Closed GoogleCodeExporter closed 9 years ago
This is with the current source checkout of regex.
Note that changing the test to "import regex; flags = regex.FULLCASE |
regex.UNICODE; pat = regex.compile(r'xxx', flags=flags); raw='yxxx'; print
([x.group() for x in pat.finditer(raw)]); print (pat.findall(raw))"
Which keeps a reference to the string being searched on, causes both finditer
and findall to fail on windows 32 and no change in linux 64.
Original comment by adse...@calibre-ebook.com
on 31 Dec 2013 at 9:14
Using unicode string literals also does not affect the failure. (I am testing
on python 2.7)
Original comment by adse...@calibre-ebook.com
on 31 Dec 2013 at 9:16
Passing in the IGNORECASE flag causes the matching to work, presumably because
it causes a memcpy?
Original comment by adse...@calibre-ebook.com
on 31 Dec 2013 at 9:36
Similarly, passing in the REVERSE flag also causes it to work.

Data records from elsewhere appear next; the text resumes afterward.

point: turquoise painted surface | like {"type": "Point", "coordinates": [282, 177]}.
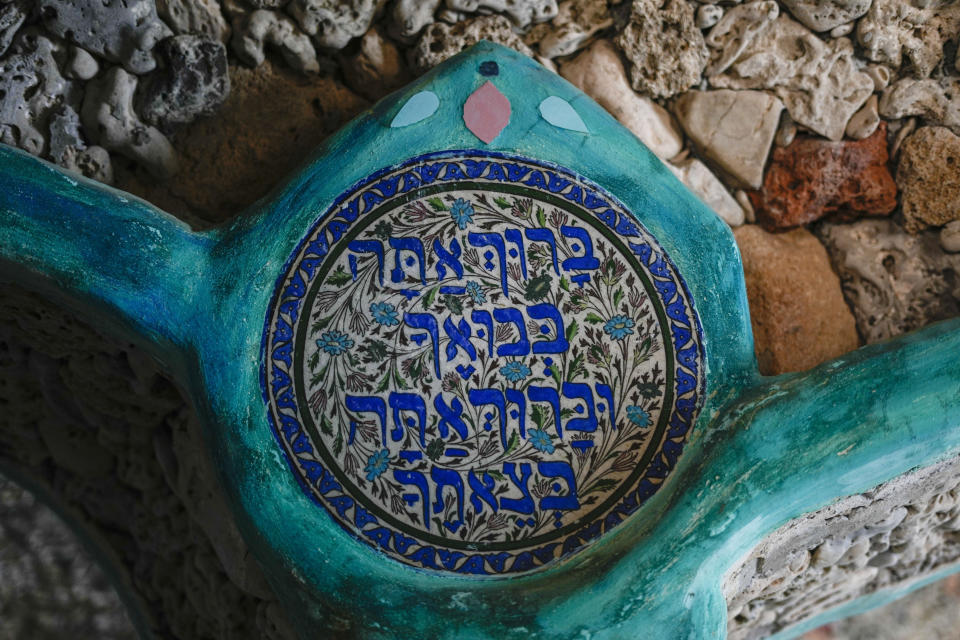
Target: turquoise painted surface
{"type": "Point", "coordinates": [764, 450]}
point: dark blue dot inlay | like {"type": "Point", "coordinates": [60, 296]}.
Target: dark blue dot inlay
{"type": "Point", "coordinates": [489, 68]}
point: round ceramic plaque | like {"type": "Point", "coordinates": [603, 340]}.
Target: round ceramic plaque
{"type": "Point", "coordinates": [479, 363]}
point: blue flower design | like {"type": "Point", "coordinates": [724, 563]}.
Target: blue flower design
{"type": "Point", "coordinates": [384, 313]}
{"type": "Point", "coordinates": [335, 342]}
{"type": "Point", "coordinates": [540, 440]}
{"type": "Point", "coordinates": [638, 416]}
{"type": "Point", "coordinates": [462, 213]}
{"type": "Point", "coordinates": [619, 327]}
{"type": "Point", "coordinates": [377, 464]}
{"type": "Point", "coordinates": [514, 371]}
{"type": "Point", "coordinates": [475, 292]}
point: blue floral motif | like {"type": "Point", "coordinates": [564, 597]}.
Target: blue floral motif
{"type": "Point", "coordinates": [462, 213]}
{"type": "Point", "coordinates": [514, 371]}
{"type": "Point", "coordinates": [335, 342]}
{"type": "Point", "coordinates": [476, 293]}
{"type": "Point", "coordinates": [619, 327]}
{"type": "Point", "coordinates": [638, 416]}
{"type": "Point", "coordinates": [540, 440]}
{"type": "Point", "coordinates": [384, 313]}
{"type": "Point", "coordinates": [377, 464]}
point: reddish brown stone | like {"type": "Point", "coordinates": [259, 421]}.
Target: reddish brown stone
{"type": "Point", "coordinates": [813, 177]}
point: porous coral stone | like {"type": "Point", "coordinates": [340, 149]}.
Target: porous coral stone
{"type": "Point", "coordinates": [812, 178]}
{"type": "Point", "coordinates": [797, 309]}
{"type": "Point", "coordinates": [929, 175]}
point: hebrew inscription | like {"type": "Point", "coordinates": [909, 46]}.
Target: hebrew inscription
{"type": "Point", "coordinates": [479, 364]}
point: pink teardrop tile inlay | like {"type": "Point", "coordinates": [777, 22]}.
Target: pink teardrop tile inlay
{"type": "Point", "coordinates": [486, 112]}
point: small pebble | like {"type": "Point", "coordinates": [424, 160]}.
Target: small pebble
{"type": "Point", "coordinates": [950, 237]}
{"type": "Point", "coordinates": [708, 15]}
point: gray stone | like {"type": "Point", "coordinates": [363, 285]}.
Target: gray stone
{"type": "Point", "coordinates": [894, 30]}
{"type": "Point", "coordinates": [950, 237]}
{"type": "Point", "coordinates": [411, 16]}
{"type": "Point", "coordinates": [708, 15]}
{"type": "Point", "coordinates": [334, 23]}
{"type": "Point", "coordinates": [577, 21]}
{"type": "Point", "coordinates": [824, 15]}
{"type": "Point", "coordinates": [31, 88]}
{"type": "Point", "coordinates": [197, 17]}
{"type": "Point", "coordinates": [194, 81]}
{"type": "Point", "coordinates": [80, 65]}
{"type": "Point", "coordinates": [521, 12]}
{"type": "Point", "coordinates": [864, 122]}
{"type": "Point", "coordinates": [262, 28]}
{"type": "Point", "coordinates": [439, 41]}
{"type": "Point", "coordinates": [110, 121]}
{"type": "Point", "coordinates": [666, 51]}
{"type": "Point", "coordinates": [599, 73]}
{"type": "Point", "coordinates": [895, 282]}
{"type": "Point", "coordinates": [736, 31]}
{"type": "Point", "coordinates": [124, 32]}
{"type": "Point", "coordinates": [819, 82]}
{"type": "Point", "coordinates": [376, 69]}
{"type": "Point", "coordinates": [732, 129]}
{"type": "Point", "coordinates": [12, 15]}
{"type": "Point", "coordinates": [888, 537]}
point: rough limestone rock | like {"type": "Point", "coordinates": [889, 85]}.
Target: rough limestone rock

Original comment by adse...@calibre-ebook.com
on 31 Dec 2013 at 9:45
It looks like req)pos and req_end are not initialized in state_init_2()
I am still testing but adding
state->req_pos = -1;
in state_init_2() fixes my test case. However, I dont understand the code well
enough. The bug happens when the value state->req_pos gets happens to be 0.
Is -1 the right value to initialize it to. What about req_end?
Original comment by adse...@calibre-ebook.com
on 31 Dec 2013 at 12:04
The following diff fixes all instances of this bug that I was able to
reproduce. However, I do not know if the fix is correct or complete.
diff --git a/src/regex/_regex.c b/src/regex/_regex.c
index 43f2135920..4418ccd817 100644
--- a/src/regex/_regex.c
+++ b/src/regex/_regex.c
@@ -13232,6 +13232,7 @@ Py_LOCAL_INLINE(BOOL) state_init_2(RE_State* state,
PatternObject* pattern,
state->groups = NULL;
state->repeats = NULL;
+ state->req_pos = -1;
state->visible_captures = visible_captures;
state->match_all = match_all;
state->backtrack_block.previous = NULL;
Original comment by adse...@calibre-ebook.com
on 31 Dec 2013 at 12:14
You are correct. state->req_pos wasn't initialised.
Fixed in regex 2013-12-31.
Original comment by re...@mrabarnett.plus.com
on 31 Dec 2013 at 8:42
Original issue reported on code.google.com by
adse...@calibre-ebook.com
on 31 Dec 2013 at 8:55